Boil some steel cut oats or pearl barley as directed for gruel (See Page [53]); when nearly done add some medium sized potatoes and a little more salt. When the potatoes are tender, put them into a deep bowl, strain the gruel and pour it over the potatoes. Add a piece of butter or prepare a little sauce and mix with the gruel. Flavor with chopped parsley or onion. Good additions are: black toast, bran crackers, string beans, sprouts or kale. Oranges or apples for dessert, if desired.

The amount of fat required for a meal depends much on the season of the year, the occupation and the individual peculiarities, therefore it must be left to the consideration of the housewife. All legumes (except peanuts) are poor in fat. A glass of fresh milk is a fairly good addition with mixed boiled dinners, especially for the growing child.

MACARONI WITH PEA SAUCE.

Boil macaroni in salted water until quite soft; put into a colander. Prepare a pea sauce from the water which is drained from the macaroni, add left-over pea puree or dried pea meal. Serve over the macaroni. If the flavor of onion is desired, boil one onion with the macaroni or cut up fine and fry in butter. If this meal is not sufficiently satisfying serve some grated cold Swiss cheese in addition or drink fresh milk with it. In place of the latter walnuts may be eaten at the end of the meal. If the macaroni is served with tomato instead of pea sauce, some form of the above mentioned protein foods is absolutely necessary.

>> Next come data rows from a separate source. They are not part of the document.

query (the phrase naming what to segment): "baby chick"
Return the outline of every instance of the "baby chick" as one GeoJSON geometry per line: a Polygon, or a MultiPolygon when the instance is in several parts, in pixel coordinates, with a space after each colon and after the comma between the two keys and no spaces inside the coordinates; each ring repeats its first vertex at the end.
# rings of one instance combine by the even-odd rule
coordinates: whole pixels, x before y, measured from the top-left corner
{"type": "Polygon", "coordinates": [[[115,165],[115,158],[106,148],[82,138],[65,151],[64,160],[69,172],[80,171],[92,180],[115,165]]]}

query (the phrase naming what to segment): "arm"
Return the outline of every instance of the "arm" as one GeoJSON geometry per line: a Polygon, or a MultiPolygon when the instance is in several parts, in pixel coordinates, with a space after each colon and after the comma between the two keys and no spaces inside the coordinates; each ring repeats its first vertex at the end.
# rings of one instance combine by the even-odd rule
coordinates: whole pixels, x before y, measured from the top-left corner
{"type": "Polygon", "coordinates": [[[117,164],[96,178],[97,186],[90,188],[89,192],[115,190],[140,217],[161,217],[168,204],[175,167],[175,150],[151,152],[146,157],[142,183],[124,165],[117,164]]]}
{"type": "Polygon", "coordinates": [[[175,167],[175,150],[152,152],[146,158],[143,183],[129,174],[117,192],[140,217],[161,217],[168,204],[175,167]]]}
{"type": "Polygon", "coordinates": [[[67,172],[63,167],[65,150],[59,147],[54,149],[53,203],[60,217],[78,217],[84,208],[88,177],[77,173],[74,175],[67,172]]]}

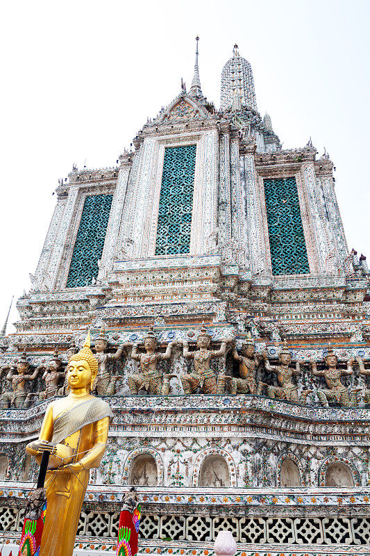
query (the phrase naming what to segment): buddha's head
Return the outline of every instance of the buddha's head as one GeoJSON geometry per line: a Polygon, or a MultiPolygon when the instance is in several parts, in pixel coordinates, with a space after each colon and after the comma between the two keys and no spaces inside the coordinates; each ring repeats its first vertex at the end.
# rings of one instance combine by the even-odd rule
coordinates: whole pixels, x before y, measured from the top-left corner
{"type": "Polygon", "coordinates": [[[91,390],[97,374],[98,361],[90,350],[89,332],[82,350],[72,355],[68,362],[68,386],[71,390],[91,390]]]}
{"type": "Polygon", "coordinates": [[[283,349],[279,353],[279,361],[282,365],[289,365],[292,362],[292,354],[288,350],[286,340],[284,340],[283,349]]]}
{"type": "Polygon", "coordinates": [[[203,325],[201,328],[201,332],[198,338],[196,338],[196,345],[198,348],[208,348],[211,343],[211,336],[207,332],[207,329],[203,325]]]}

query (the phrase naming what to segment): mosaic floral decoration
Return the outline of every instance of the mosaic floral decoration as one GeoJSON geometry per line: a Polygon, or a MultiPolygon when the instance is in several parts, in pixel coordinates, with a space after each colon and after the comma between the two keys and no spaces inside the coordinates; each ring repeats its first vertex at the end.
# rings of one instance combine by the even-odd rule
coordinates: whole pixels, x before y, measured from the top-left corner
{"type": "Polygon", "coordinates": [[[310,272],[294,177],[263,181],[274,275],[310,272]]]}
{"type": "Polygon", "coordinates": [[[196,152],[195,145],[165,149],[156,255],[190,252],[196,152]]]}
{"type": "Polygon", "coordinates": [[[67,288],[90,286],[97,277],[112,199],[113,195],[89,195],[85,199],[67,288]]]}

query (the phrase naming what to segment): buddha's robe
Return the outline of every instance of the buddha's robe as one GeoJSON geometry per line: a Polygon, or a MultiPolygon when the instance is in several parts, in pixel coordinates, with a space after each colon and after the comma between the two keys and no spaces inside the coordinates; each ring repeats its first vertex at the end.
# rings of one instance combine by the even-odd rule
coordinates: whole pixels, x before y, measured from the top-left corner
{"type": "MultiPolygon", "coordinates": [[[[53,411],[50,407],[49,410],[53,411]]],[[[44,439],[69,446],[74,454],[72,463],[80,461],[85,468],[76,474],[62,470],[47,472],[40,556],[72,556],[90,469],[100,464],[111,416],[109,405],[96,398],[53,416],[52,437],[44,439]]]]}

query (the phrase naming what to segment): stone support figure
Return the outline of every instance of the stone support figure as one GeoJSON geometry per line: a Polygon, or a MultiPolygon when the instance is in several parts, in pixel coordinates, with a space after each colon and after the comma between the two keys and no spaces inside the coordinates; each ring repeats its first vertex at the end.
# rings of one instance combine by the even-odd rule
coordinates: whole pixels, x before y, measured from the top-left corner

MACARONI WITH BAKED CHEESE.

Boil sufficient macaroni in salted water to fill a baking dish two-thirds full, pour over it some hot milk or tomato juice and a cupful of grated cheese, add a piece of butter and bake until brown. Serve with string beans, green leaf salad or pea soup.

RICE WITH PEA OR LENTIL SAUCE.

Cook some rice in salted water. When done add a piece of butter. Serve with the above mentioned sauce. Eat nuts at the end of the meal, either alone or in combination with dried currants or raisins.

SPANISH OMELET.

In the middle of the cooking omelet put a roll of hot spinach, turn over carefully and serve on a platter with puree of tomato as a gravy.